Я слышал тихий нарастающий ропот. Из приглушенных обрывков складывалось: «Что он говорит?..» Кто-то тронул меня за рукав. Я шевельнул плечом. Заговорил быстрее:
«…О чем я думаю, стоя у этой могилы? О тайнах человеческой души. О преодолении смерти и душевного горя. О законах бытия, которые родились в глубине тысячелетий и проживут до угасания солнца…»
Кто-то отвел меня в сторону.
— Я не понял, — сказал Альтмяэ, — что ты имел в виду?
— Я сам не понял, — говорю, — какой-то хаос вокруг.
— Я все узнал, — сказал Быковер. Его лицо озарилось светом лукавой причастности к тайне. — Это бухгалтер рыболовецкого колхоза — Гаспль. Ильвеса под видом Гаспля хоронят сейчас на кладбище Меривялья. Там невероятный скандал. Только что звонили… Семья в истерике… Решено хоронить как есть…
— Можно завтра или даже сегодня вечером поменять надгробия, — сказал Альтмяэ.
— Отнюдь, — возразил Быковер, — Ильвес номенклатурный работник. Он должен быть захоронен на привилегированном кладбище. Существует железный порядок. Ночью поменяют гробы…
Я вдруг утратил чувство реальности. В открывшемся мире не было перспективы. Будущее толпилось за плечами. Пережитое заслоняло горизонт. Мне стало казаться, что гармонию выдумали поэты, желая тронуть людские сердца…
— Пошли, — сказал Быковер, — надо занять места в автобусе. А то придется в железном ящике трястись…
Лишний
Как обычно, не хватило спиртного, и, как всегда, я предвидел это заранее. А вот с закуской не было проблем. Да и быть не могло. Какие могут быть проблемы, если Севастьянову удавалось разрезать обыкновенное яблоко на шестьдесят четыре дольки?!.

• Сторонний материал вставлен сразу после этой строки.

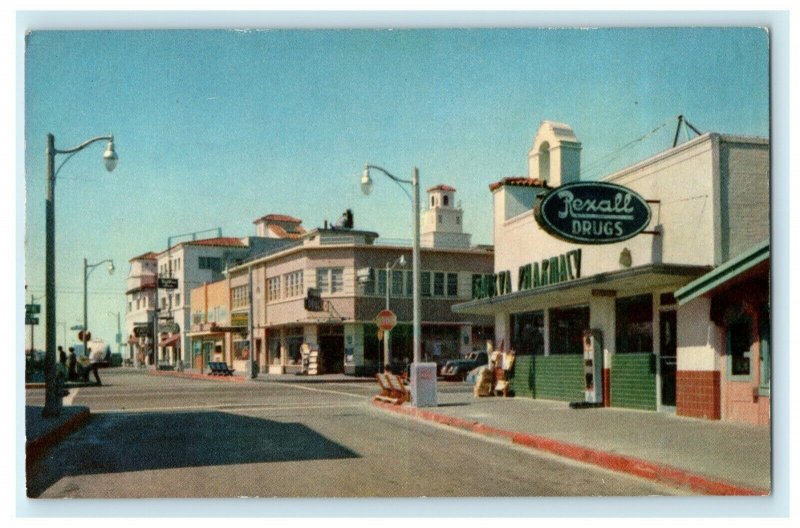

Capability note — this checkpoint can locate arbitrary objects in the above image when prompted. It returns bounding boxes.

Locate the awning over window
[158,334,181,347]
[675,240,770,304]
[452,264,709,315]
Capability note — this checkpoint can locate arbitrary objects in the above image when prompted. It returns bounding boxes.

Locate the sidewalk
[147,369,375,383]
[373,391,771,495]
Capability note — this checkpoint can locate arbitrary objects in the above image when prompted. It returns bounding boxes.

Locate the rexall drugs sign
[533,182,651,244]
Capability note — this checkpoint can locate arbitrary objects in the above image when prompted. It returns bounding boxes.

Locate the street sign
[356,268,372,284]
[158,277,178,290]
[158,323,181,334]
[375,310,397,331]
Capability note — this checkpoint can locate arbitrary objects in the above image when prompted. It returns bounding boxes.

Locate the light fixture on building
[619,248,633,268]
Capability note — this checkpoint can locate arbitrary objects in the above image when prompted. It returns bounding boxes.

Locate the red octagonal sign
[375,310,397,330]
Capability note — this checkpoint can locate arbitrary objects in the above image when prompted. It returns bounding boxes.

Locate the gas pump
[583,330,603,404]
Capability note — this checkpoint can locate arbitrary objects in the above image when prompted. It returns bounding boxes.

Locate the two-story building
[125,251,158,367]
[192,185,493,374]
[454,121,770,423]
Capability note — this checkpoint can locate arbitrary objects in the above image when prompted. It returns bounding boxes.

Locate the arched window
[539,141,550,182]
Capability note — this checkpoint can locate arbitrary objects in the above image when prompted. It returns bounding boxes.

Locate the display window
[616,294,653,354]
[550,306,589,355]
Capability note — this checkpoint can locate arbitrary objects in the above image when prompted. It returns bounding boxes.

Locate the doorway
[658,310,678,412]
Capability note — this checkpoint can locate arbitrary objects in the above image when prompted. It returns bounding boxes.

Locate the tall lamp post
[361,163,436,407]
[383,255,406,365]
[81,258,114,355]
[107,312,122,357]
[42,134,119,417]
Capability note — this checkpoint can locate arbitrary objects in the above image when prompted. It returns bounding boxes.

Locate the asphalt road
[26,369,681,498]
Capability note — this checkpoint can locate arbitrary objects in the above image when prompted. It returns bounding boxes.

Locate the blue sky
[24,28,769,346]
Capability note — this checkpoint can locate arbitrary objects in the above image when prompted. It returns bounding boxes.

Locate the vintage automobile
[441,352,489,381]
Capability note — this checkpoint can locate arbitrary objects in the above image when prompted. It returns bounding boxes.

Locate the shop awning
[675,240,770,304]
[453,264,710,315]
[158,334,181,347]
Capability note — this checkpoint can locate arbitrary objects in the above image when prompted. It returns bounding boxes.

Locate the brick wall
[676,370,720,420]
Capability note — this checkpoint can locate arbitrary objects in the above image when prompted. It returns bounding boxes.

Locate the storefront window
[233,339,250,359]
[511,310,544,356]
[550,306,589,354]
[758,307,772,396]
[726,317,753,379]
[286,326,304,365]
[433,272,444,297]
[616,295,653,354]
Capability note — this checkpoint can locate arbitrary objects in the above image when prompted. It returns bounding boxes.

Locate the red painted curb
[25,409,90,465]
[372,400,769,496]
[147,370,247,382]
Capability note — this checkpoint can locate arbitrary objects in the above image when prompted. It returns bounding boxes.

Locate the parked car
[441,352,489,381]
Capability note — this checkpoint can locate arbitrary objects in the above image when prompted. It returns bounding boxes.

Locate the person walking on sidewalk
[67,347,78,381]
[83,348,103,385]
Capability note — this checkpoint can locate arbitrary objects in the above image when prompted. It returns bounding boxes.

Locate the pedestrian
[84,348,105,385]
[67,347,78,381]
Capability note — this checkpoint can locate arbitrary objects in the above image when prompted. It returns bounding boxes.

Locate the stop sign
[375,310,397,331]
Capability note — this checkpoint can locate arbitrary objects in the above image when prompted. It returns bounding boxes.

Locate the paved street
[26,369,681,498]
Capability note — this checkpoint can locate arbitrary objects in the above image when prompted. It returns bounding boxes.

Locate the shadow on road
[26,411,359,497]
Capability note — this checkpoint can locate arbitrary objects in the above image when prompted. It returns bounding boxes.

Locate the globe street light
[383,255,406,365]
[361,163,436,406]
[81,258,114,355]
[42,134,119,417]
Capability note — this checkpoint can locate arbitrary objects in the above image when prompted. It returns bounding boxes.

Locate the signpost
[303,288,325,312]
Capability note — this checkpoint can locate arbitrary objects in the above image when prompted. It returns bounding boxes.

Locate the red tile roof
[183,237,247,247]
[489,176,547,191]
[428,183,456,192]
[128,251,158,262]
[269,225,306,240]
[253,214,302,224]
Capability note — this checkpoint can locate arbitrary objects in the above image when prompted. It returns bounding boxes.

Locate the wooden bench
[208,361,236,376]
[373,373,411,405]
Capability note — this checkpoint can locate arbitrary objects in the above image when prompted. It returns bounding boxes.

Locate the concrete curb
[372,400,770,496]
[147,370,245,382]
[25,408,91,465]
[147,370,375,383]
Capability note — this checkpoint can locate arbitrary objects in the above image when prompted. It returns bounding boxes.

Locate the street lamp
[107,312,122,357]
[42,134,119,417]
[383,255,406,365]
[82,258,114,355]
[361,163,436,407]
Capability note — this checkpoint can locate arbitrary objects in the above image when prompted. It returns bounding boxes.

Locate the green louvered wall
[611,353,656,411]
[511,355,583,401]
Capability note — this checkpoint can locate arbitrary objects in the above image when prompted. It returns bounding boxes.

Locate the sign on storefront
[533,182,651,244]
[303,288,325,312]
[231,312,250,327]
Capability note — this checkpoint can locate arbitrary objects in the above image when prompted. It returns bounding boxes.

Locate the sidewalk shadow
[26,411,359,497]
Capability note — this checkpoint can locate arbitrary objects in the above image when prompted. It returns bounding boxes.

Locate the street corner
[25,405,91,465]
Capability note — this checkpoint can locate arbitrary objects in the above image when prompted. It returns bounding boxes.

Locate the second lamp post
[81,258,114,355]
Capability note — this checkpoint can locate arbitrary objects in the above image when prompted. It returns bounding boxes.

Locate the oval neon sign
[533,182,651,244]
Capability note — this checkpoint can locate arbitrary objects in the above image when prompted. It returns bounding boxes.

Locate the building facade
[125,251,158,367]
[454,121,769,423]
[192,186,493,375]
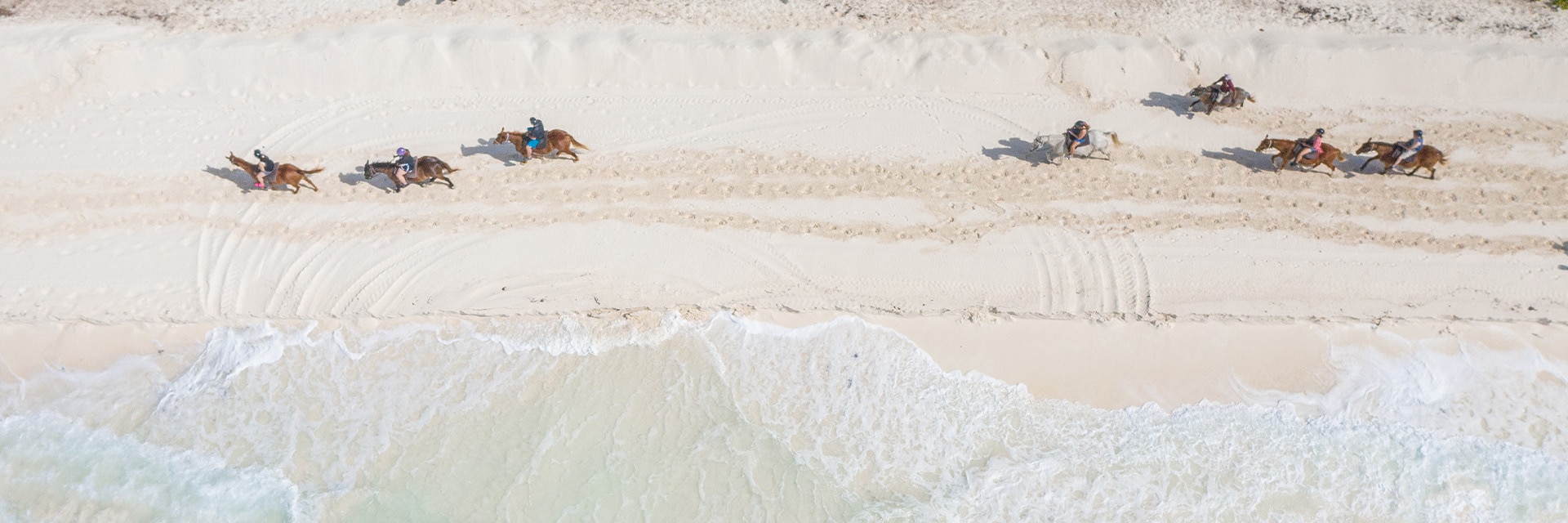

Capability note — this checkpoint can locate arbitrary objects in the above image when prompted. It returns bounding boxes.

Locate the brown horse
[1187,87,1258,114]
[1253,136,1348,177]
[365,155,458,193]
[229,152,322,194]
[491,127,588,162]
[1356,140,1449,179]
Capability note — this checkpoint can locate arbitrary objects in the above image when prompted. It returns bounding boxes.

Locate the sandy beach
[9,0,1568,521]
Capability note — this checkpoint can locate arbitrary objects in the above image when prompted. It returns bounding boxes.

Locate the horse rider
[523,116,547,162]
[1067,119,1088,155]
[1290,129,1323,165]
[251,150,278,187]
[1394,129,1427,165]
[1209,72,1236,105]
[392,148,414,187]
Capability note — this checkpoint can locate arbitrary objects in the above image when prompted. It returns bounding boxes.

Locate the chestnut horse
[229,152,322,194]
[365,155,458,193]
[491,127,588,162]
[1253,136,1348,177]
[1356,140,1449,179]
[1187,87,1258,114]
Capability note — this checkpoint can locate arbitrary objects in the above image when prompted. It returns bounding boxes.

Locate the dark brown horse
[1253,136,1347,176]
[1187,87,1258,114]
[1356,140,1449,179]
[229,152,322,194]
[491,127,588,162]
[365,155,458,193]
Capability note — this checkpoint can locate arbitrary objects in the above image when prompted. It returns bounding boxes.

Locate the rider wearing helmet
[1067,119,1088,155]
[523,116,547,162]
[1290,129,1323,165]
[1209,74,1236,105]
[1394,129,1427,163]
[392,148,416,187]
[251,150,278,187]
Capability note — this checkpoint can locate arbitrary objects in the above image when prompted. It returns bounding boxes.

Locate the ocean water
[0,315,1568,521]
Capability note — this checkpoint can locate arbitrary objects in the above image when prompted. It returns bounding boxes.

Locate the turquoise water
[0,315,1568,521]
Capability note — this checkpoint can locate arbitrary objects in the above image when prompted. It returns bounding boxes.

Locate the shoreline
[0,311,1568,410]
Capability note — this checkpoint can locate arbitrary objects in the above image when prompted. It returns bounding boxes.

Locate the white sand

Помню, дважды бегали за «Стрелецкой». Затем появились какие-то девушки из балета на льду. Шаблинский все глядел на девиц, повторяя:
— Мы растопим этот лед… Мы растопим этот лед…

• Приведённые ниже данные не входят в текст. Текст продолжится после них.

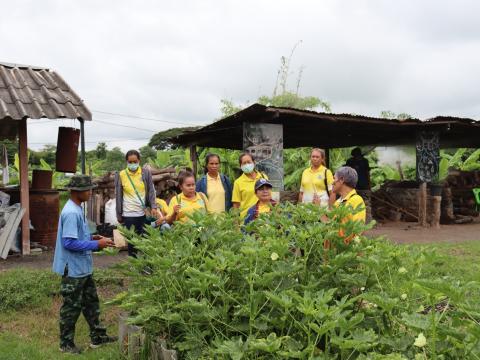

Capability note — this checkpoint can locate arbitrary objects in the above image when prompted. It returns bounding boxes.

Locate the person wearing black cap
[346,147,370,190]
[53,175,117,354]
[244,179,277,225]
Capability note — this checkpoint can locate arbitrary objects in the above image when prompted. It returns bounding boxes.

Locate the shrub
[0,269,60,311]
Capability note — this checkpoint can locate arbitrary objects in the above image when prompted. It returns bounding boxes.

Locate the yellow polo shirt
[207,174,225,213]
[258,204,272,214]
[155,198,168,216]
[300,165,333,206]
[119,167,145,216]
[335,189,367,223]
[232,171,268,219]
[168,192,208,222]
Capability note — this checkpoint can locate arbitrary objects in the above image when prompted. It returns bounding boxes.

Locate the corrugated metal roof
[171,104,480,149]
[0,62,92,120]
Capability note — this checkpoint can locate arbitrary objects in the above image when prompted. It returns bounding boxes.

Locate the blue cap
[255,178,273,191]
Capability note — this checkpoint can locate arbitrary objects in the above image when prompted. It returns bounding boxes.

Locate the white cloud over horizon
[0,0,480,150]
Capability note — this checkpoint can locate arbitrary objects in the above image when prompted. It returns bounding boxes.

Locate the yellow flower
[413,333,427,347]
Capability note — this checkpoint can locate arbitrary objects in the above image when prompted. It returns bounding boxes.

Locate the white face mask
[127,163,139,172]
[241,164,255,174]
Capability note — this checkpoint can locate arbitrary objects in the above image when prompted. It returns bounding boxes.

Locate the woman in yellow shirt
[244,179,277,225]
[232,153,268,219]
[167,171,208,224]
[155,198,170,230]
[298,148,336,206]
[196,154,232,214]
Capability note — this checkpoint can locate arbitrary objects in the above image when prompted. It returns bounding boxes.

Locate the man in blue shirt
[53,175,116,354]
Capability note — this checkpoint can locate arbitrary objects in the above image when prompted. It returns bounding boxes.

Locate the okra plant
[111,204,480,360]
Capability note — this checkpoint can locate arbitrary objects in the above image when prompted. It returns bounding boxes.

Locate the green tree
[95,142,107,160]
[139,145,157,162]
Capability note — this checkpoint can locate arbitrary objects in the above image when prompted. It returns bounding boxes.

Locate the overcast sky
[0,0,480,150]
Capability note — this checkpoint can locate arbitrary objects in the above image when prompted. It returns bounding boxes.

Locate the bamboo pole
[18,118,30,255]
[418,182,427,227]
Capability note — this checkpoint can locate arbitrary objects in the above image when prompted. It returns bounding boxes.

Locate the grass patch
[411,241,480,282]
[0,241,480,360]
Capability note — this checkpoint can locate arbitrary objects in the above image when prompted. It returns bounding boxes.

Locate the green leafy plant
[111,204,480,359]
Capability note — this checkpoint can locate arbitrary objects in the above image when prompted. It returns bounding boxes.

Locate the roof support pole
[78,119,87,175]
[190,145,198,178]
[18,118,30,255]
[243,122,283,193]
[415,131,440,183]
[415,131,441,227]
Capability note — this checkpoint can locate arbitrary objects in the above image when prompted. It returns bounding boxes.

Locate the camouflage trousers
[60,275,106,346]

Наконец подошла моя очередь бежать за водкой. Шаблинский отправился со мной. Когда мы вернулись, девушек не было.
Шаблинский сказал:
— А бабы-то умнее, чем я думал. Поели, выпили и ретировались.
— Ну и хорошо, — произнес Севастьянов, — давайте я картошки отварю.
— Ты бы еще нам каши предложил! — сказал Шаблинский.
Мы выпили и закурили. Алкоголь действовал неэффективно. Ведь напиться как следует — это тоже искусство…
Девушкам в таких случаях звонить бесполезно. Раз уж пьянка не состоялась, то все. Значит, тебя ждут сплошные унижения. Надо менять обстановку. Обстановка — вот что главное.
Помню, Тофик Алиев рассказывал:
— Дома у меня рояль, альков, серебряные ложки… Картины чуть ли не эпохи Возрождения… И — никакого секса. А в гараже — разный хлам, покрышки старые, брезентовый чехол… Так я на этом чехле имел половину хореографического училища. Многие буквально уговаривали — пошли в гараж! Там, мол, обстановка соответствующая…
Шаблинский встал и говорит:
— Поехали в Таллинн.
— Поедем, — говорю.
Мне было все равно. Тем более что девушки исчезли.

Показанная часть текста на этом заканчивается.